WASHINGTON — U.S. Citizenship and Immigration Services (USCIS) announced today changes to the H-2A regulations that will streamline the hiring process of temporary and seasonal agricultural workers. This final rule will facilitate the H-2A process for employers by removing certain limitations and will further encourage lawful employment. These changes stem from the commitment made by President Bush’s Administration in August 2007, after Congress failed to pass comprehensive immigration reform. This final rule supplements the extensive reforms of the H-2A program that are included in the Department of Labor’s final rule, also being published today.
U.S. employers may file an H-2A petition with USCIS if they have a shortage of available U.S. workers to fill temporary or seasonal agricultural jobs. Once the petition is approved, the employers can hire foreign workers to fill those jobs for a limited period of time. The final rule includes mechanisms to enhance the integrity of the program, increase protection of U.S. workers, and protect H-2A workers from unscrupulous employers and recruiters.

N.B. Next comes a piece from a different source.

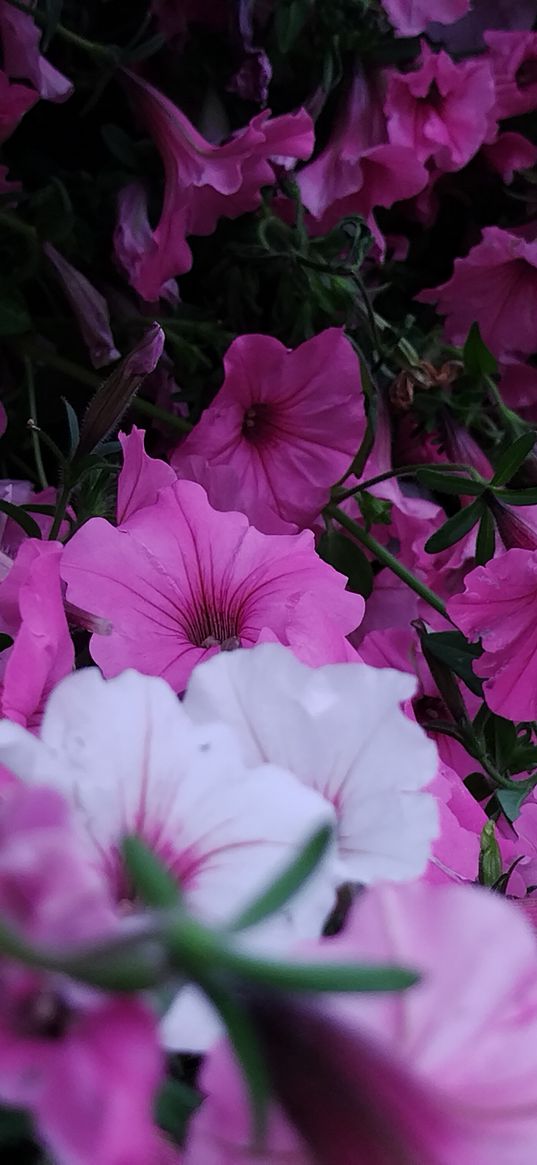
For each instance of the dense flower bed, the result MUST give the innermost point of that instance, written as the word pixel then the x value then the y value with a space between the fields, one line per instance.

Key areas of reform addressed in the final rule include:
- Relaxing the current limitations on H-2A employers to petition for multiple, unnamed agricultural workers;
- Extending from 10 days to 30 days the time a temporary or seasonal agricultural worker may remain in the country following the expiration of his or her temporary H-2A stay;
- Reducing from six months to three months the time an H-2A worker who has spent three years in the United States must reside and be physically present outside the United States before he or she is eligible to re-obtain H-2A status;
- Allowing H-2A workers, who are changing from one H-2A employer to another H-2A employer, to begin work with the new petitioning employer upon the filing of a new H-2A petition, provided the new employer is participating in USCIS’ E-Verify program (accesible through the “Related Links” section of this page);
- Prohibiting H-2A employers and recruiters from imposing certain fees on prospective H-2A workers as a condition of employment;
- Requiring an approved temporary labor certification in connection with all H-2A petitions;
- Requiring employers to notify USCIS when H-2A workers fail to show up for work, complete the work more than 30 days early, are terminated, or abscond from the worksite; and
- Permitting the approval of H-2A petitions only for nationals of certain countries designated as important to the operation of the program and appearing on a list to be published annually in the Federal Register. The initial list of participating countries to be published simultaneously with this Final Rule includes Mexico, Jamaica, and 26 others. DHS may allow on a case-by-case basis a worker from a country not on the list to be eligible for the H-2A program if such participation is in the U.S. interest.
This rule will also establish a land-border exit system pilot program requiring H-2A workers admitted through a port of entry participating in the pilot program to also depart through a participating port and to present designated biographic and/or biometric information upon departure.
These changes are being made in further fulfillment of the commitment made by President George W. Bush’s Administration in August 2007, after Congress’ failure to pass comprehensive immigration reform, to address immigration challenges using existing authorities.
This final rule supplements the extensive reforms of the H-2A program that are included in the Department of Labor’s final rule, also being published today. The final rule has been transmitted to the Federal Register and will become effective 30 days after it is posted.